National Symbols. The use of national symbols can be powerful when they are linked to your message and they can identify your cause or purpose. Organizers of the Cuba Caravan that protested the U.S. embargo used this knowledge to their advantage. They chose to challenge the Border Patrol with a battered yellow school bus from a Cuban elementary school. The U.S. government looked foolish trying to portray such a familiar vehicle as a threat to American security--and it made a great "photo op" which tempted the media into covering the story.
Linking your cause to the claimed traditional "American values" (i.e., equality, hard work, freedom, family, fairness, etc.) or to the values of your particular audience can also make your educational job easier. When apartheid in South Africa was linked to "No taxation without representation" and "Justice for all," people were more likely to accept that the system was fundamentally flawed.
Being Consistent. Those who have a minority view on an issue are more likely to be influential if their arguments are coherent, they appear confident, and they are consistent over time. The non-violent civil rights protesters in the South developed considerable respect due to the persistent way they refused to stoop to the violence of their opponents.
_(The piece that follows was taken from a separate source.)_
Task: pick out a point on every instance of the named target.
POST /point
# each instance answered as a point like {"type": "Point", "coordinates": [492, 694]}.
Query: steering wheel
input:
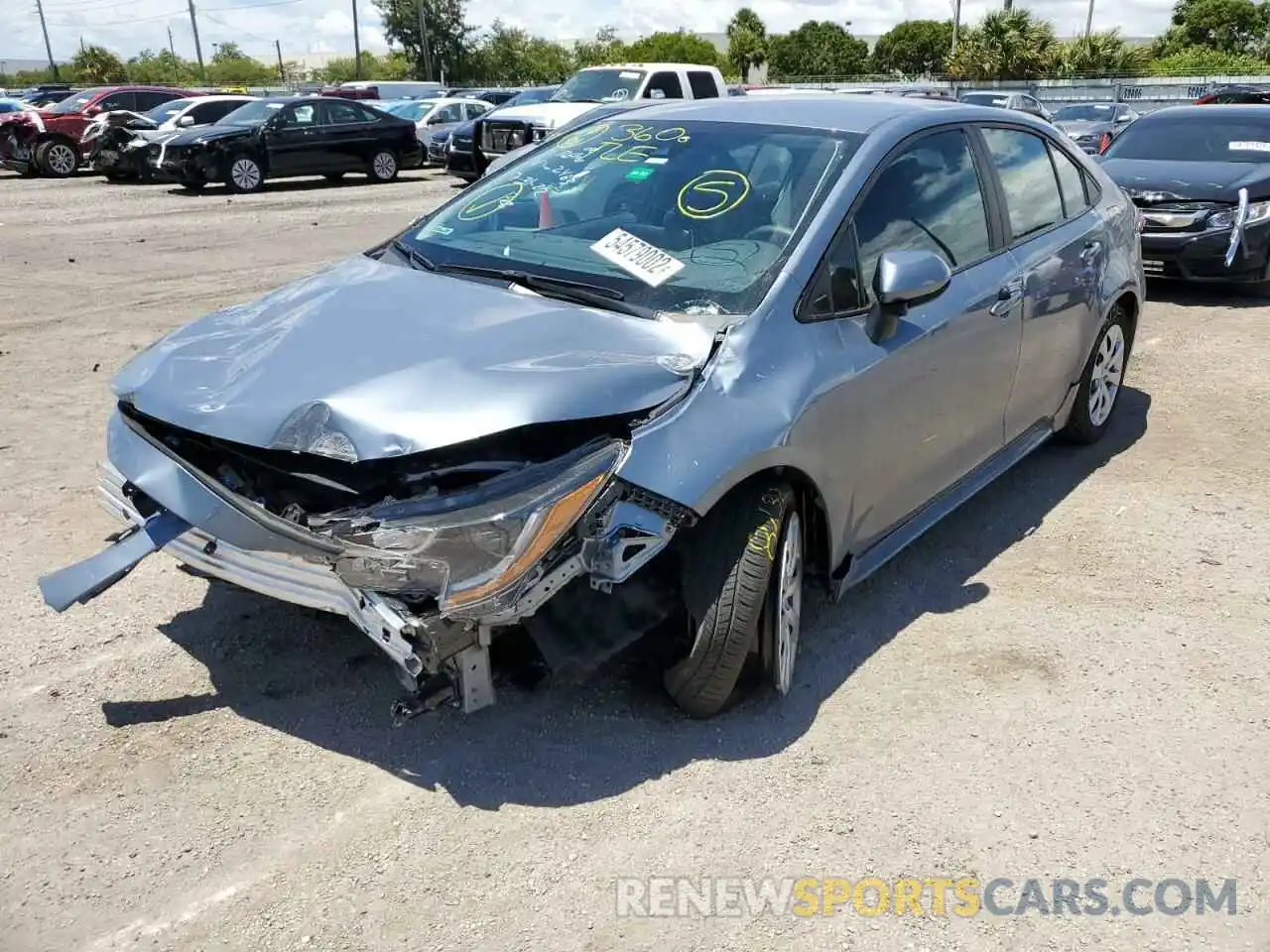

Also, people may be moved when faced with an inconsistency in their thinking or behavior (cognitive dissonance). Influence is likely only if your new option for them (new attitude or behavior) is seen by them as a valid way out of their contradiction. For example, some whites feel like bad people if they do not "do something" about racism, but they also feel that there is "nothing they can do." An effective anti-racism workshop leader can help alleviate the dissonance by introducing the "white ally" approach, showing that there is something effective that white people can do.
Finally, people judge one's positions in relation to alternative ones, so present your case alongside less attractive alternatives.
Appeal to the Emotions. People's opinions can also be effected by using positive or negative association. For example, regarding the latter, you can create a negative association through a slogan that connects something aversive with something you oppose, as Central American activists who worked against U.S. involvement in Latin America did with their slogan "NO MORE VIETNAMS!"
Using fear to generate responses will be effective if the threat you allude to seems real and the action you suggest seems potent enough to actually alleviate the problem at hand. Local activists meet both of these criteria, for example, when they correctly identify a right-wing group "that will take over a school board unless we, and our larger numbers, pay attention and get involved."
Integrity. The messenger's integrity is important when your opposition is striving to paint your cause as evil, subversive, "on the fringe," "leftist," etc. Your uprightness and honesty will annul your opponents' defamation and provide your audience with a "reality check." During the Cold War, Soviet-American exchange programs opened many eyes. And during the Reagan years, Witness for Peace delegations brought back alternative views of the Nicaraguan Contras. When possible, tactfully undermining your opposition's credibility will have just the opposite effect--it will lower their integrity. During the G.E. boycott, G.E.'s slogan "we bring good things to life," came back to haunt them. The sponsors of the boycott, the Infact Project, made an effective video documenting over and over again where G.E. spokespersons had said one thing to governmental regulators or inspectors only to have the facts prove otherwise. By the time those same spokespersons were denying the dangers of G.E.'s nuclear weapons production, they were infinitely less believable.